Predictive
analytics
largely earns its keep by making it possible to efficiently
manage uncertainty. Sometimes that uncertainty manifests as risk; sometimes it
emerges as inefficiency and lost opportunity. It depends on the problem being
addressed.

While other analytics address other areas of concern –
establishing cause and effect in the marketplace, identifying obscure
influences on industry trends, and so on – predictive analytics have the unique
burden of informing tomorrow’s decisions.

Shrinking the landscape

A typical predictive analytics problem/solution, commonly
cited as an example, is the behavior of homeowners, per their mortgages. It’s
useful for a mortgage company to analyze payment histories and determine the
various markers in homeowner payment that indicate a homeowner in trouble, a
homeowner about to default, a homeowner likely to make an early payoff. Being
able to plan for those events months ahead of time is a huge financial
advantage for the mortgage company, on several fronts.

When those predictive numbers are delivered, they
reconfigure the near future as a concise new landscape, with small vistas of
constrained, well-articulated probabilities.

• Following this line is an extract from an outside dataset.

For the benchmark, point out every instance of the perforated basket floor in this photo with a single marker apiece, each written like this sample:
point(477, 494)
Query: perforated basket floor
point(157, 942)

Knowing how many mortgages are
likely to go away via early payoff is good for bottom-line planning; knowing
how many mortgages will need to be refinanced so that they don’t vanish is good
for resource allocation.

The overall point: each of these areas of the future
landscape is uncertain, and uncertainty is expensive, and the management of
that uncertainty makes good economic sense.


Make
the successful transition to actionable predictions


Through the window, into the mirror

It’s often possible to take this general concept a step
further. What about the uncertainty to be found in the results themselves,
beyond the uncertainties they address?

Even if you’ve spent a great deal of time working with
business intelligence, let alone analytics, it’s hard to keep in mind that the
results of any predictive process are tentative, and exist as
probabilities. Only hard-core scientists really have this in mind at all times,
and even they can slip. That means that the results we act on, when using
predictive analytics as decision support, are probabilities at best.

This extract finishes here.